Much of our discussion revolved around Facebook, where Jeff directed a huge and diverse Hadoop effort. Apparently, Hadoop played much of the role of an enterprise data warehouse at Facebook — at least for clickstream/network data — including:
- 2 1/2 petabytes of data managed via Hadoop
- 10 terabytes/day of data ingested via Hadoop (Edit: Some of these metrics have been updated in a subsequent post about Facebook.)
- Ad targeting queries run every 15 minutes in Hadoop
- Dashboard roll-up queries run every hour in Hadoop
- Ad-hoc research/analytic Hadoop queries run whenever
- Anti-fraud analysis done in Hadoop
- Text mining (e.g., of things written on people’s “walls”) done in Hadoop
- 100s or 1000s of simultaneous Hadoop queries
- JSON-based social network analysis in Hadoop
Some Facebook data, however, was put into an Oracle RAC cluster for business intelligence. And Jeff does concede that query execution is slower in Hadoop than in a relational DBMS. Hadoop was also used to build the index for Facebook’s custom text search engine.
Jeff’s reasons for liking Hadoop over relational DBMS at Facebook included:
- Price. Hadoop is free. MPP relational DBMS generally aren’t.
- Re-purposed data transformation logic. Facebook has lots of code sitting around in, e.g., Python to massage various specific kinds of data on its site. This code is re-used in Hadoop for ETL/ELT/ELTL/whatever.
- Resource management. Amazingly, Jeff found it easier to build a custom Hadoop resource manager to deal with the 100s or 1000s of concurrent queries than to rely on the native capabilities of a DBMS.

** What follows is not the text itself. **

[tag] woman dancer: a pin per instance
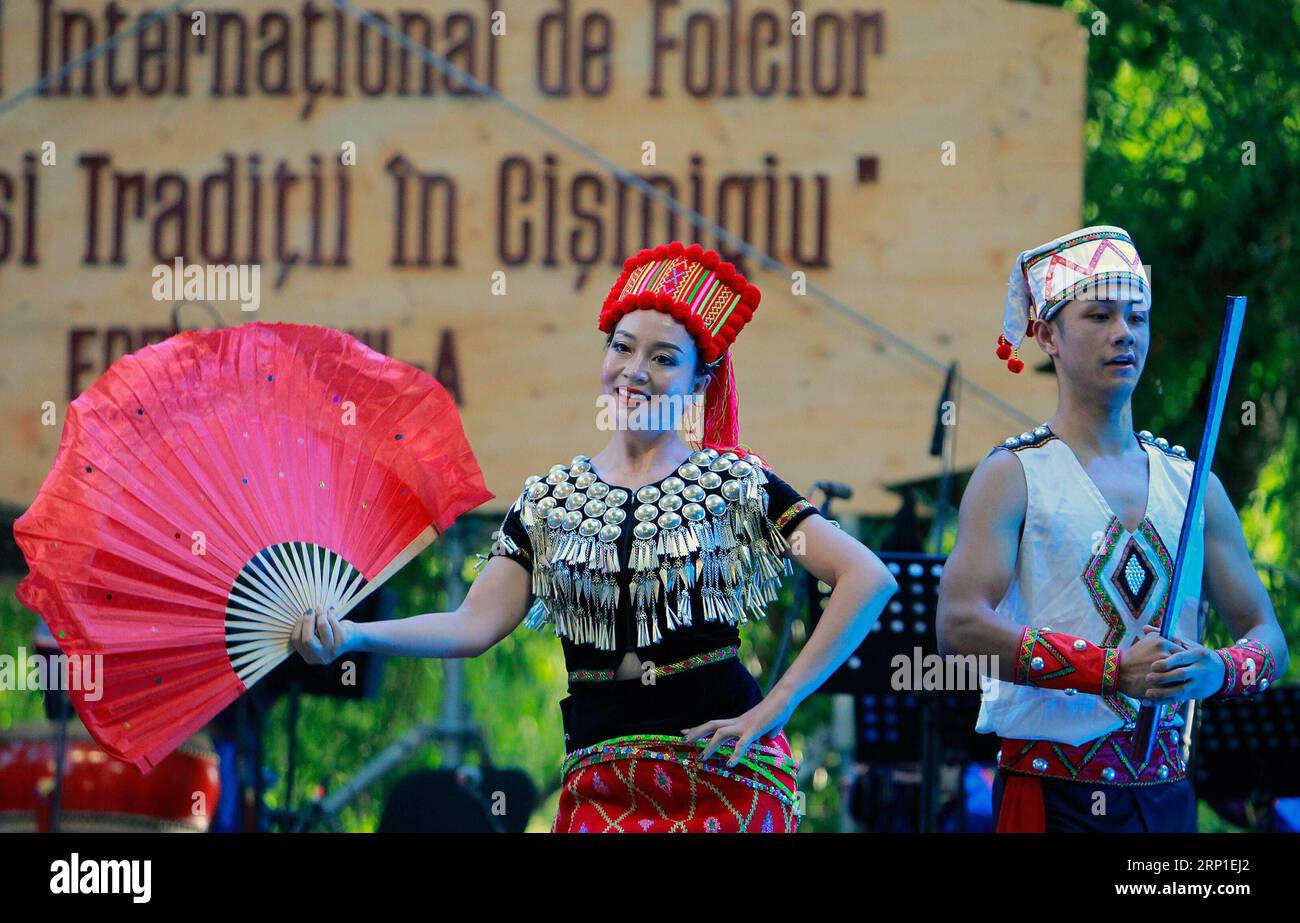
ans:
(645, 558)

- Schema flexibility. This is a subject I’ve been preaching about for years. When people interact with web sites, the best schema to store data from their interactions changes just as quickly as the nature of their possible interactions does. Of course, when you add new features to a website, you can capture anything you like on a glorified entity-attribute-value basis. (Actually, I guess it would be more like EventDescriptor-SessionIdentifierClue-Timestamp.) But evolving a relational schema rapidly enough to keep up is hard. Facebook found it easier to evolve its Hadoop-based data massagers instead. (I’ve usually suggested running with XML or an XML-like approach, but notwithstanding the case of Marklogic/OpenConnect , that’s not usually the way network analytics implementers choose to go.)
More generally, Jeff argues there are tasks better programmed in Hadoop than SQL. He generally leans that way when data is complex, or when the programmers are high-performance computing types who aren’t experienced DBMS users anyway. One specific example is graph construction and traversal; there seems to be considerable adoption of Hadoop for graph analysis in the national intelligence sector.